Consumer price inflation was unchanged at 2.9% in April, which was slightly below market analysts’ expectations of 3.0%. Inflation, therefore, remained just beneath the midpoint of the Reserve Bank of India’s target range of 2.0% to 6.0%. Core inflation, which excludes food and energy products, eased to 4.5% from 5.1%, representing the first time that core inflation has read below 5.0% in over a year.
Wholesale prices increased 0.8% month-on-month in April, up from 0.4% in March. Higher prices in April came on the back of more expensive primary articles, particularly vegetables. Wholesale price inflation decelerated to 3.1% in April from 3.2% in March, while annual average wholesale price inflation ticked down to 4.2% from 4.3%.

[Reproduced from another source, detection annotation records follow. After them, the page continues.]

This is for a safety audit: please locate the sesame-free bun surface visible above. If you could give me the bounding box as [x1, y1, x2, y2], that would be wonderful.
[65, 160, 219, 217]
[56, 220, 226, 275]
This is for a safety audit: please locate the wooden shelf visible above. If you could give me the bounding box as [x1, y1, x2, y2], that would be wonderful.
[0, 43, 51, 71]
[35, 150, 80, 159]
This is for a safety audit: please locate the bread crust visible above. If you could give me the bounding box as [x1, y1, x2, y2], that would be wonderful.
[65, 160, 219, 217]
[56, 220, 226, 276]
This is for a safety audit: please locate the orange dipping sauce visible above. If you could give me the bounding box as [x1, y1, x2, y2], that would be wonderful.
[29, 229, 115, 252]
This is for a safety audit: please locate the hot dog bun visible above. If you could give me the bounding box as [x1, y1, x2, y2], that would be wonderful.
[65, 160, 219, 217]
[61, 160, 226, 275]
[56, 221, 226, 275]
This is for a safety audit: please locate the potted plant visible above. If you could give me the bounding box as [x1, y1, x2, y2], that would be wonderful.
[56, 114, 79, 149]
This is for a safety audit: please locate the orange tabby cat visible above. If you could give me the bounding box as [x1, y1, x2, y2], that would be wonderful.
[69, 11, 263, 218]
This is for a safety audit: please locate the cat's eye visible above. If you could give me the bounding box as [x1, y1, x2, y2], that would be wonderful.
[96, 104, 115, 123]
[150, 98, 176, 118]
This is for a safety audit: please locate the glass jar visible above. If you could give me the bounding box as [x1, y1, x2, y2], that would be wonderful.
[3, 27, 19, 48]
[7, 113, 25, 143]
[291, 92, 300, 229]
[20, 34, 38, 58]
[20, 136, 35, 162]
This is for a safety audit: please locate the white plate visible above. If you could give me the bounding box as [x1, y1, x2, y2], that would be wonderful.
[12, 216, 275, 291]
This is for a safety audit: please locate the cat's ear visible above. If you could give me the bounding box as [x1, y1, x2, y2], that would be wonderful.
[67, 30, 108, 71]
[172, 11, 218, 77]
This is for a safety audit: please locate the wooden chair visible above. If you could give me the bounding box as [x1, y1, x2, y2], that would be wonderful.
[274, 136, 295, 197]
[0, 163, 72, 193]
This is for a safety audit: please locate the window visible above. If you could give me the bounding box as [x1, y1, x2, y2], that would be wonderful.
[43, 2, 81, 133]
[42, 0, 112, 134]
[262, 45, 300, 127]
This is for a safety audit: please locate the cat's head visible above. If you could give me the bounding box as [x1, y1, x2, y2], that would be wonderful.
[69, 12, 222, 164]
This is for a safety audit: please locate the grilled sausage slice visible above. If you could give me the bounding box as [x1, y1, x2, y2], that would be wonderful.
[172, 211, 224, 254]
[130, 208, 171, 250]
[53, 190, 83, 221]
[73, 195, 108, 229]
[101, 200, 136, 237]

In terms of what this all means for monetary policy, and with the Reserve Bank of India’s next meeting scheduled for 4–5 June, analysts at Nomura said: “We are changing our call back to penciling in a 25bp rate cut in June […] The main reason for this change is that while inflation remains within target, growth risks have risen materially. Global slowdown continues and the ongoing trade frictions are set to hurt both exports and investment demand further. Already, India’s April auto data suggest a sharp slump in consumption demand, i.e., there is no sign yet that growth is bottoming. Underlying growth momentum is perhaps running below-6% in H1 2019, in our view. This is also confirmed by the weak core inflation readings.”
On why the Reserve Bank of India might not cut rates in June, analysts at Nomura said: “The main arguments to wait until August include clarity around monsoons and the [release of a new government budget in early July]. But neither of these would change the inflation outlook, in our view. If so, then weak growth should argue in favor of frontloading the existing space on the policy front given the already large lags inherent in monetary policy transmission.”